Such effect is accomplished by applying a water level sensitive
valve to the bubble separator's output. Particularly, the water
level sensitive controlled valve is adapted to cause the bubble
separator to undergo hysteresis, continuously alternately
collecting and discharging the water.
[0012] Several valve control means are capable of causing a vessel
such as the above described bubble separator to continuously
alternately fill and purge. In an all mechanical example, a
floating flap valve, such as is utilized to control the output from
a common toilet tank, may be installed to alternately overlie and
pivotally move from an output aperture within the floor of the
bubble separator, such floating flap valve being mechanically
linked to a buoy or float, the length of the linkage being
calibrated to allow the float to buoyantly open such floating flap
valve when the water level within the bubble separator reaches a
desired upper level. A preferred electro-mechanical example
comprises a float, a float carrying frame, an electric toggle
switch, a power source, and an electric solenoid valve. In such
exemplary electro-mechanical control assembly, the toggle switch is
mounted upon the inner wall of the bubble separator so that its
switch lever extends into the interior of the bubble separator, and
so that its positive and negative electric contacts are accessible
by lead wires extending through the wall of the bubble separator.
The float carrying frame is preferably pivotally mounted upon the
lever arm of the toggle switch. The float is preferably slidably
mounted upon the frame so that as the float buoyantly rises, the
float upwardly trips the toggle switch, and so that as the float
sinks to a lower level, the weight of the float downwardly trips
the toggle switch. Exterior to the bubble separator, the toggle
switch forms a part of an electric circuit including the electric
power source and the electric controlled valve, such valve
preferably being a solenoid valve. Alternately, such valve may be
actuated by an electric motor. Such a valve preferably has a spring
actuated normally open position. Where the solenoid valve is
normally open, the electric circuit is opened by the buoyant action
of the float upon reaching the upper end of the frame, and the
electric circuit is closed by the weight of the float upon reaching
the lower end of the frame.
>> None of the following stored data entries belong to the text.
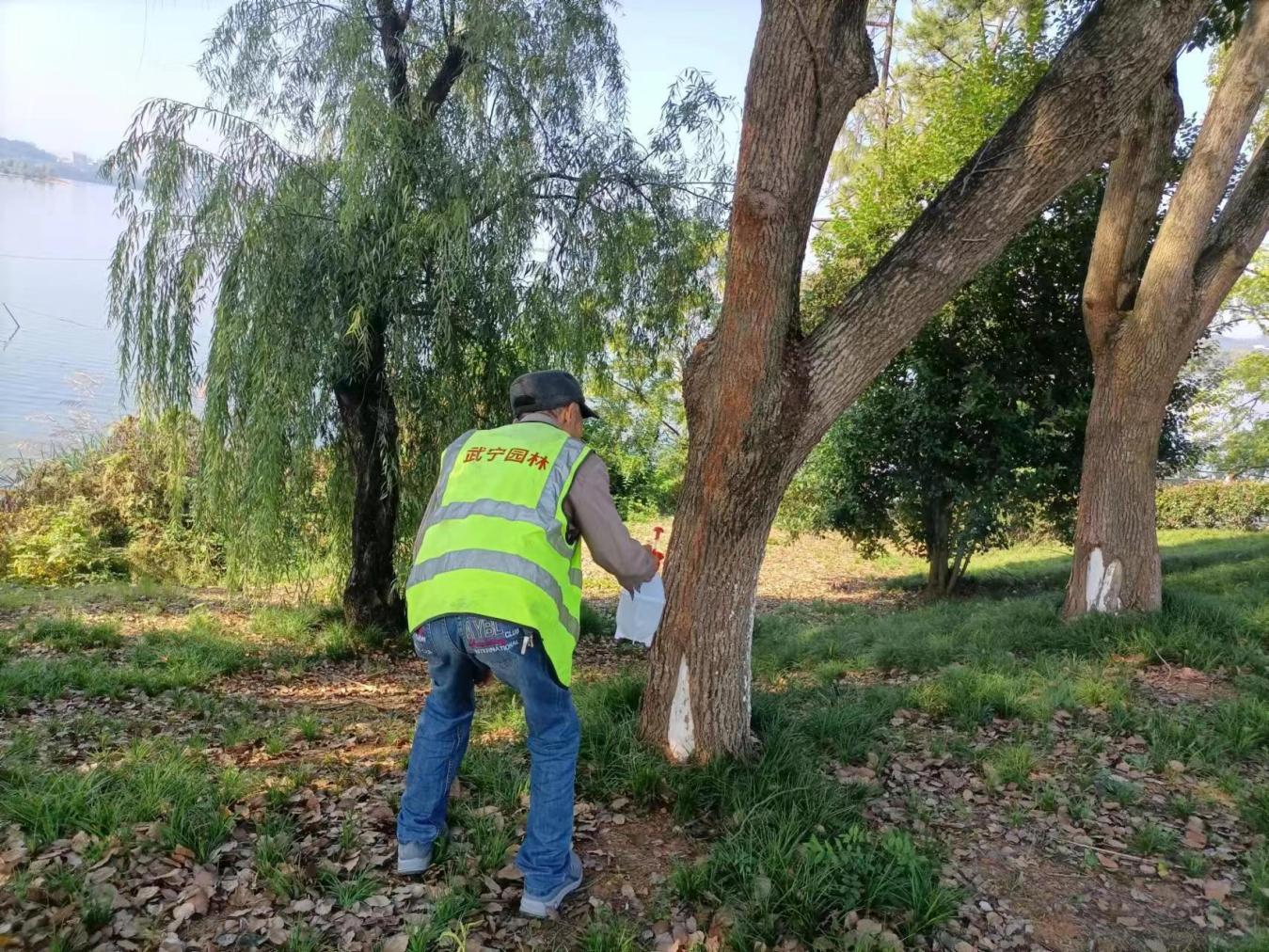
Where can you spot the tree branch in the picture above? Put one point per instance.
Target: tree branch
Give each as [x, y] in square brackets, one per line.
[451, 69]
[1235, 236]
[1134, 191]
[391, 27]
[1058, 134]
[1170, 271]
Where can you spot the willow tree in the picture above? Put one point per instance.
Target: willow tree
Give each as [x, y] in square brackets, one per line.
[401, 207]
[1150, 296]
[763, 389]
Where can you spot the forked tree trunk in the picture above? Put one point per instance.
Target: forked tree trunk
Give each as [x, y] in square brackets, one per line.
[1116, 563]
[760, 393]
[1145, 311]
[370, 425]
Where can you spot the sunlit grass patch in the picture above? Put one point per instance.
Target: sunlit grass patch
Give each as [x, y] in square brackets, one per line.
[444, 922]
[608, 932]
[105, 595]
[1010, 764]
[276, 857]
[70, 633]
[348, 890]
[152, 781]
[1152, 838]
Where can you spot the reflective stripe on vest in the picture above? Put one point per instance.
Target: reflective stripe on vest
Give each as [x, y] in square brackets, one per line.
[504, 563]
[494, 511]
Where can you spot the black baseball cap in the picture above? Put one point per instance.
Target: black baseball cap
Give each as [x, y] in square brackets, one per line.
[547, 389]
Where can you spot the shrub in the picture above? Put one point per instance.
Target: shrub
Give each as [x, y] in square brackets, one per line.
[111, 509]
[1214, 505]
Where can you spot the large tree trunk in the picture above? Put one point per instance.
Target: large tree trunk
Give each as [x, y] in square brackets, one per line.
[1144, 312]
[368, 415]
[759, 393]
[1116, 563]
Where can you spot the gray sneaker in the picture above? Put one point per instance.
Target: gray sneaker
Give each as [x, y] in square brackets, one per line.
[413, 858]
[544, 907]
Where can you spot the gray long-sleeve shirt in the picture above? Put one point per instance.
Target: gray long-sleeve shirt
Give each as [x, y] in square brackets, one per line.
[593, 516]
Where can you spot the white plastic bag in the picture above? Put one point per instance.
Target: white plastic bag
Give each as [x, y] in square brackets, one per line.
[640, 614]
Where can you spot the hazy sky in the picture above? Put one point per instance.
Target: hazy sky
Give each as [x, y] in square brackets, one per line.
[72, 71]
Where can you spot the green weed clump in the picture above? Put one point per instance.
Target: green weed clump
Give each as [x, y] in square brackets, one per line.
[69, 633]
[113, 509]
[1010, 764]
[152, 781]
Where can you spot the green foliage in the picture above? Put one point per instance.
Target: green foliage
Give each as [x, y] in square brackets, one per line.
[960, 444]
[409, 242]
[349, 890]
[1232, 418]
[1213, 505]
[1011, 764]
[153, 781]
[108, 511]
[70, 633]
[610, 933]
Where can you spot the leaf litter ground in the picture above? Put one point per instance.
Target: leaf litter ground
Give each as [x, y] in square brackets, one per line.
[1097, 823]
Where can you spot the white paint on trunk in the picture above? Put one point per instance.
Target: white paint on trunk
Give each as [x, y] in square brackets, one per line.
[1102, 584]
[680, 735]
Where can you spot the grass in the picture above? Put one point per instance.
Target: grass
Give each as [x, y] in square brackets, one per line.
[1152, 839]
[349, 890]
[101, 663]
[70, 633]
[785, 846]
[151, 781]
[1010, 764]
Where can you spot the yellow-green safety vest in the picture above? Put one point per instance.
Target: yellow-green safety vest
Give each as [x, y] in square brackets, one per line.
[494, 536]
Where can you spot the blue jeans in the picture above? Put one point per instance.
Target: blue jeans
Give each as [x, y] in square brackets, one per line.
[461, 650]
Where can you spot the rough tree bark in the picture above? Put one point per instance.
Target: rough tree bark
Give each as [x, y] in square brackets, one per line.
[367, 409]
[759, 395]
[367, 414]
[1145, 312]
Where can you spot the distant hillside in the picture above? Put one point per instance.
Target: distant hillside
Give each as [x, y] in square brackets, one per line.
[25, 159]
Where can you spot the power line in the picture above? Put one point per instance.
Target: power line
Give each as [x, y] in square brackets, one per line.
[54, 318]
[48, 258]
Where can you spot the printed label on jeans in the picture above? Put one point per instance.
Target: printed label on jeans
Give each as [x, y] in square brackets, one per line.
[484, 636]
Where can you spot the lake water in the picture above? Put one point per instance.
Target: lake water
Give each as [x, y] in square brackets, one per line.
[58, 370]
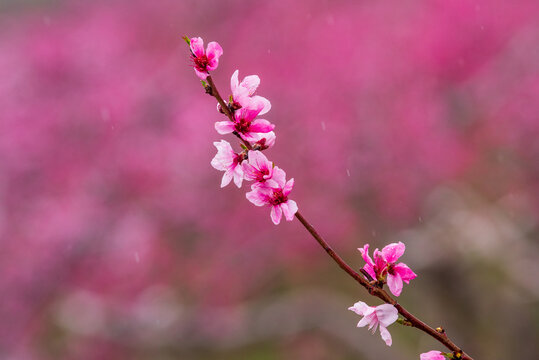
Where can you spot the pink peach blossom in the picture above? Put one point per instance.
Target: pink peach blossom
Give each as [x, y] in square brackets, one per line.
[265, 141]
[432, 355]
[275, 194]
[245, 124]
[258, 168]
[383, 315]
[228, 161]
[384, 265]
[243, 93]
[204, 61]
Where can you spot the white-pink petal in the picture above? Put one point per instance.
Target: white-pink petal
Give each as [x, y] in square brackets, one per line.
[250, 83]
[394, 282]
[361, 308]
[276, 214]
[256, 197]
[432, 355]
[405, 272]
[387, 314]
[386, 336]
[261, 126]
[261, 103]
[224, 127]
[227, 177]
[234, 81]
[214, 51]
[392, 252]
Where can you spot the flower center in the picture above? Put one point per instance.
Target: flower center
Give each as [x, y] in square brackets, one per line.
[277, 197]
[243, 126]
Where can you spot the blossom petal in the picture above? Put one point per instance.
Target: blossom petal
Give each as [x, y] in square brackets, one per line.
[234, 81]
[256, 197]
[202, 75]
[279, 177]
[386, 336]
[432, 355]
[213, 52]
[227, 177]
[276, 214]
[361, 308]
[261, 126]
[264, 140]
[394, 282]
[259, 160]
[289, 209]
[387, 314]
[238, 175]
[250, 83]
[366, 257]
[392, 252]
[224, 127]
[262, 103]
[197, 46]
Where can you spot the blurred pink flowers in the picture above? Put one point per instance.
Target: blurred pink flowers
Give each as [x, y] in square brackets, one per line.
[384, 264]
[228, 161]
[383, 315]
[275, 194]
[204, 61]
[432, 355]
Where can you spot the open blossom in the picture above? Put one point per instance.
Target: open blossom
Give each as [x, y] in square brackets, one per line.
[432, 355]
[264, 141]
[384, 264]
[258, 168]
[228, 161]
[245, 124]
[243, 93]
[204, 61]
[275, 193]
[382, 315]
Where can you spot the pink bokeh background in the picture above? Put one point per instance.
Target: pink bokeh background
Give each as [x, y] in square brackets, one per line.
[399, 120]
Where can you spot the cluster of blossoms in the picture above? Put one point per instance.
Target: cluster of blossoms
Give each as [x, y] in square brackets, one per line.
[383, 267]
[270, 187]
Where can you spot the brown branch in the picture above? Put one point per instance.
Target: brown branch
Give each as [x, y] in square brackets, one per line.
[374, 290]
[380, 293]
[215, 93]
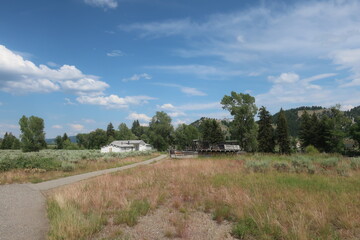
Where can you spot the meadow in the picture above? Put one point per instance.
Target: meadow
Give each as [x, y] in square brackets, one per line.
[259, 196]
[19, 167]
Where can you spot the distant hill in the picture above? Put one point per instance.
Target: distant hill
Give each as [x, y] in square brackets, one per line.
[353, 113]
[52, 140]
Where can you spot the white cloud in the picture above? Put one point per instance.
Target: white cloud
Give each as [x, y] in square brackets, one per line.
[76, 127]
[102, 3]
[139, 116]
[20, 76]
[114, 101]
[303, 92]
[187, 90]
[285, 78]
[137, 77]
[115, 53]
Numerous other means, such as an
electric water sensor controlled solenoid valve may be utilized to
cause the water within the bubble separator to continuously
alternately collect and discharge.
[0013] By continuously alternately collecting and discharging the
water within the bubble separator, ozone within the water is
allowed time to react with contaminants in a high concentration
environment.
[0014] Accordingly, it is an object of the present invention to
provide an ozone based water purification system which incorporates
in series an ozone generating apparatus, an ozone contact time
tubing segment, and a bubble separating chamber.
[0015] It is a further object of the present invention to provide
such a system wherein the bubble separating chamber performs the
dual functions of removing air bubbles from water to be purified,
and serving as a low volume chemical concentration chamber.
[0016] Other objects and benefits of the present invention will
become known to those skilled in the art upon review of the
Detailed Description which follows, and upon review of the appended
drawings.
BRIEF DESCRIPTION OF THE DRAWINGS
[0017] FIG. 1 is a representational diagram of the instant
inventive assembly, components thereof being shown encased within a
housing.
[0018] FIG. 2 is a sectional view of a component of the assembly as
indicated in FIG. 1.
DETAILED DESCRIPTION OF THE PREFERRED EMBODIMENT
[0019] Referring now to the drawings, and in particular to FIG. 1,
the instant inventive assembly for purifying water is referred to
generally by reference arrow 1. Preferably, the major components of
the assembly 1 are housed within a rigid casing 2. Such casing 2
conveniently compartmentalizes the assembly 1 for use in
conjunction with pool plumbing systems, spa plumbing systems,
drinking water systems and the like.
[0020] Referring further to FIG. 1, the assembly for purifying
water 1 preferably has two fluid input ports, they being an
atmospheric air input port 8 and a contaminated water input port
16. Atmospheric air is drawn into and through the air input port 8
preferably by means of an electric motor driven air compressor 10,
electrical power being supplied to the air compressor 10 via an
electrical power cord 11. (Electrical circuitry and wiring of the
assembly is common and is not completely shown.) Compressed air
from the air compressor 10 is preferably driven through air line 14
into and through a high intensity ultraviolet light ozone gas
generator 4, such ozone generator 4 having an electric ballast 6
powered via electric power cord 21. The high intensity ultra-violet
light ozone generator 4 has a hollow bore through which the
atmospheric air passes, the hollow bore typically having an axially
mounted ultraviolet light emitting element. Exposure of diatomic
oxygen or O.sub.2 within the bore of the ozone generator 4 to the
ultraviolet light breaks down such molecules, producing free atomic
oxygen which rapidly reacts with unbroken O.sub.2 molecules to form
ozone or O.sub.3 gas.
[0021] Suitably and alternately, a corona discharge ozone gas
generator may be used in place of a high intensity ultraviolet
light ozone generator. Electrical arcing within a corona discharge
ozone generator similarly acts upon O.sub.2 to form O.sub.3 ozone
gas.
[0022] Referring further to FIG. 1, air containing an enhanced
concentration of ozone gas exits the output end of the ozone
generator 4 to pass through an output air line 15. Simultaneously
with the flow of such atmospheric air, water in need of
purification is pumped into water input port 16 and thence through
a water carrying tube 20; the flow through such tube 20 being
selectively terminable by a manual shut off valve 18.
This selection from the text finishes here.